Johnson & Johnson has outlicensed its portfolio of hypoxia-inducible factor (HIF) to Cambridge MA-based Akebia as the biotech boosts its early-stage pipeline.
On top of this, Johnson & Johnson’s Innovation unit (aka JJDC) has also written in a clause for it to “take an ownership interest” in Akebia through a common stock purchase warrant for 509,611 shares.
This can be used by JJDC, in whole or in part, at any point over the next five years with a payment to Akebia of up to $5 million.
The first part of the deal, which sees the biotech cough up $1 million to J&J, also sees the biotech gain access to a library of HIF pathway compounds, which it says in a statement has the potential to be used across “multiple therapeutic areas.”
Getting a little more into the specifics, the pact includes AKB-5169 (formerly JNJ5169), a differentiated preclinical compound in the works as an oral treatment for inflammatory bowel disease (IBD).
Akebia’s current leading med is late-stage anemia candidate vadadustat, itself an oral hypoxia-inducible factor (HIF) stabilizer, which at the end of last year was at the center of a potential $1 billion codevelopment and comarketing deal with Otsuka.
The drug has been touted as a blockbuster in waiting, and Akebia will be hoping its newly filled HIF preclinical pipeline can yield it strong returns in the future.
“This research agreement accelerates our strategy to develop a portfolio of HIF-targeted products that address the unmet medical needs of patients, and builds long-term value for Akebia,” explained John Butler, president and CEO of Akebia.
“While our global phase 3 development program for vadadustat remains the core focus of our company, this agreement with Janssen allows us to build upon our expertise in HIF biology and will accelerate our efforts to maximize the potential of this pathway across multiple indications.”

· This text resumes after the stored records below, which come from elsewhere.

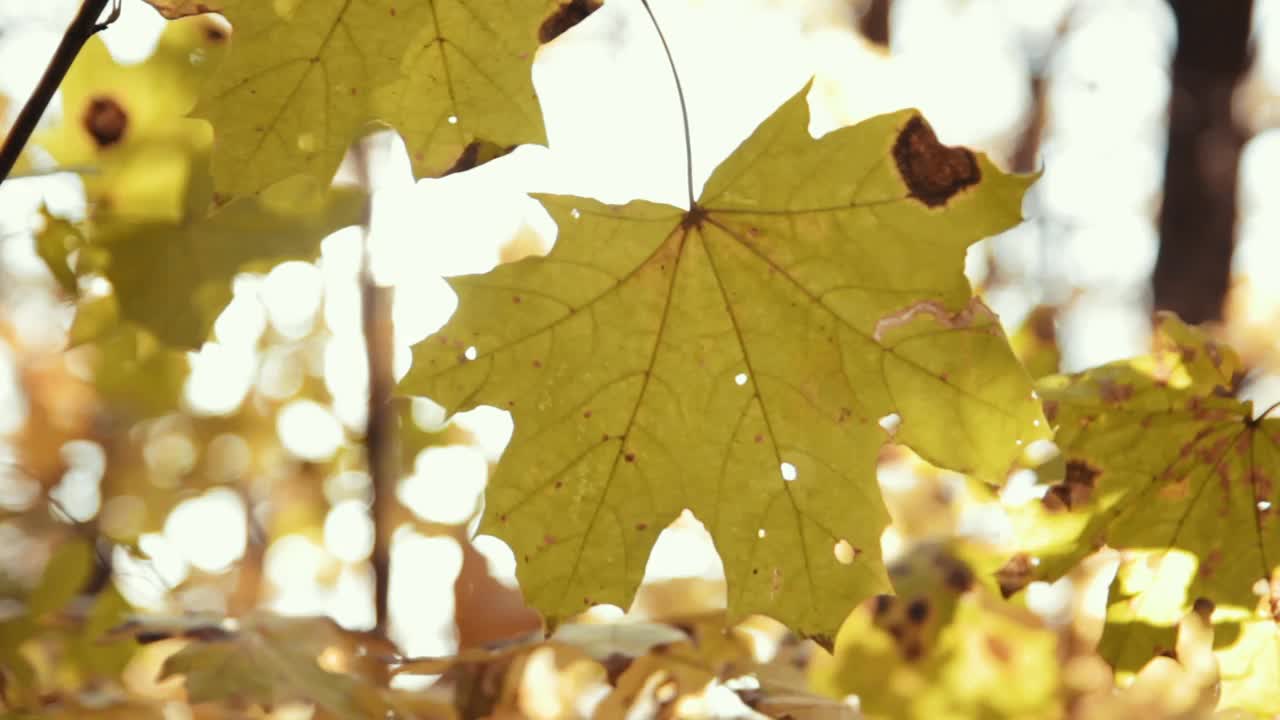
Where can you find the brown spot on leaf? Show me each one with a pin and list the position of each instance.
(1015, 575)
(1203, 607)
(565, 17)
(1075, 490)
(147, 637)
(476, 153)
(918, 610)
(1050, 410)
(215, 32)
(826, 642)
(105, 121)
(883, 602)
(999, 648)
(1112, 391)
(932, 171)
(959, 578)
(913, 651)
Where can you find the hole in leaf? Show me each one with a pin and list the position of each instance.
(844, 552)
(105, 121)
(891, 423)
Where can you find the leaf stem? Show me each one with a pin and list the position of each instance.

Early data have already shown that AKB-5169 “may be highly differentiated from standard of care systemic therapies in its potential to reduce inflammation and promote mucosal healing at the site of disease,” according to the biotech.
It plans to do a few more early studies before turning in an IND application to the FDA, which is slated to be submitted within the next 12 to 18 months.
The biotech currently has a market cap of just under $380 million, trading at around $10 a share.